Looking at the quality of Austral Island paddles, drums, fly wisks, fans and diety figures, these islands maintained a tremedous tradition of skilled craftmanship. How much carving patterns related to tattoo design would make an interesting study, as plainly there are great similarities between carving motifs and surviving tapa designs. Logicaly tattoo designs probably relate to carving patterns, indeed chip carving details on surviving figurative art seem to represent tattoos.


Rhys Richards has just completed a book on Austral Island paddles having personally handled over five hundred in public collections. This is the first serious attempt to obtain an overview of surviving Austral Island paddles. Unfortunately this was something of a lost opportunity. The fact that two thousand examples survive and were created over a very limited time span of twenty years creates a wonderful opportunity to match paddles made by the same maker, just as early Italtian and Flemish paintings are ascribed to unknown master painters. The attached image of what is arguably the best example of a Austral Island paddle now in the Detroit Institute of Art, shows superb workmanship and such carving should be easily matched to any other carving by the same maker. It is true that the appalling death rate experenced in the islands over those twenty year must have cut short the life of many artist/carvers, however to be capable of such fine workmanshp even if the carver of this particular paddle died after the paddle was finshed he must have completed many examples before hand to acquire such a high level of skill and importantly there can be little doubt that Polynesians possessed the asethetic sense to recognize a skilled craftsman and to consider his products more desireable and more valuable that lesser craftsmen. This must prove a fruitful field for research in the future if the person conducting the research had experience as a carver and a high level of understanding of Polynesian aesthetics. Rhys Richards maintains that these paddles were made using serrated shark's tooth chisels. I am somewhat dubious that this is in fact the case, but the claim could be proved or disproved by physically reproducing the patterns of Austral Island carving in the same native woods. This sort of experiment would certainly advance our knowledge of these mavelously mysterious and beautiful objects.

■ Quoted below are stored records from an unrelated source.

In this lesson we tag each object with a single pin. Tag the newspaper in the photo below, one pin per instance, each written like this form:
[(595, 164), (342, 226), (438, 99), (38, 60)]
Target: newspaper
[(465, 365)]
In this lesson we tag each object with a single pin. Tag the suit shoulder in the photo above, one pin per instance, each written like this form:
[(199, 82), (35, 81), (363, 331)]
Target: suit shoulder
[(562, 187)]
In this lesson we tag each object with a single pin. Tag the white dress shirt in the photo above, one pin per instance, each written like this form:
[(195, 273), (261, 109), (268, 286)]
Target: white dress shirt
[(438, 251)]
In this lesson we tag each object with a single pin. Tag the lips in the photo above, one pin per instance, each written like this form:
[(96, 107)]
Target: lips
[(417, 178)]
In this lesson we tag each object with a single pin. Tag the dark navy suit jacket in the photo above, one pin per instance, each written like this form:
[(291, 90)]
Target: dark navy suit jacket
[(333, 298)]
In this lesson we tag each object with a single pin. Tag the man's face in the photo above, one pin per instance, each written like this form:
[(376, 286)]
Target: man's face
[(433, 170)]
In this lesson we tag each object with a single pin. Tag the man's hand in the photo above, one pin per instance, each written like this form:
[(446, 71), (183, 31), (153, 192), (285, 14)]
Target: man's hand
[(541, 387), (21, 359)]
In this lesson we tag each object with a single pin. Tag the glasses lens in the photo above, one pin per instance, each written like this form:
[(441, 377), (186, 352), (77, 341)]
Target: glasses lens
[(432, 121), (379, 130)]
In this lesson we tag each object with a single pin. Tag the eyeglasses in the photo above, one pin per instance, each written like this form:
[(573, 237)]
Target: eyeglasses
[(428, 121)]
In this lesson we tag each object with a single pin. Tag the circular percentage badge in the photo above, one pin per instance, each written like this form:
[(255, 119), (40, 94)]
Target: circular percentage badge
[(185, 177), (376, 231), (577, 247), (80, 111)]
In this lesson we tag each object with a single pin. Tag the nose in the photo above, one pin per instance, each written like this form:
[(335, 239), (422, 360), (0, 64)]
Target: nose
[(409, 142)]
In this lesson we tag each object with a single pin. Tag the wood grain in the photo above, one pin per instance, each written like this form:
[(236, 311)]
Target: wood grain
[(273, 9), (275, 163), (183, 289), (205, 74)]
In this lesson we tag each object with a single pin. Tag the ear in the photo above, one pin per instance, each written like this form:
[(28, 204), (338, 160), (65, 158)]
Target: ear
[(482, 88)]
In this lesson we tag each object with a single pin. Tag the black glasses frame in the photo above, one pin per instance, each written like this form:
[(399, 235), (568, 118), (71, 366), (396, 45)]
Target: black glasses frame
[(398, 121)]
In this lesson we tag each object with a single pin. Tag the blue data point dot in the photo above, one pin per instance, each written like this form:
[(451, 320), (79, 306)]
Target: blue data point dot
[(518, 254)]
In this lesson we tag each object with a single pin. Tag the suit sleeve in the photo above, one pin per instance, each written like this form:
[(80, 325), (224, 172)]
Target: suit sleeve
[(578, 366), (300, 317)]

John Rutherford bearing Austral Island tattoos on his chest

One can also advance the distinct possibility that like Tongan carvers working in Fiji, many Austral Island paddles and other objects were produced by Austral Islanders working in Tahiti and other islands in the Society Island group. In the British Library there is a wash drawing by Sydney Parkinson dating to Cook's visit to Tahiti in 1769 of a war canoe or pahi with warriors and paddlers. Like his more famous drawing of a war waka off the coast of New Zealand the canoe is truncated to fit the page but accurate in essentuals, the gorgets for example wore around the neck of the warriors are plainly identical to the type collected by Cook and Banks on this visit. A closer look at the paddles in the hands of the paddlers bears considerable resemblence to the general shape of Austral Island paddles yet as far as we know none were collected on this trip. It is hard to imagine from what we know of supposed early examples of Austral Island paddles that Cook or his men who were avid collectors of Tahitian curiousities would not have found these appealing. Such frustrating hints as the paddles in Parkinson's drawing are the lot however of students of Polynesian Art.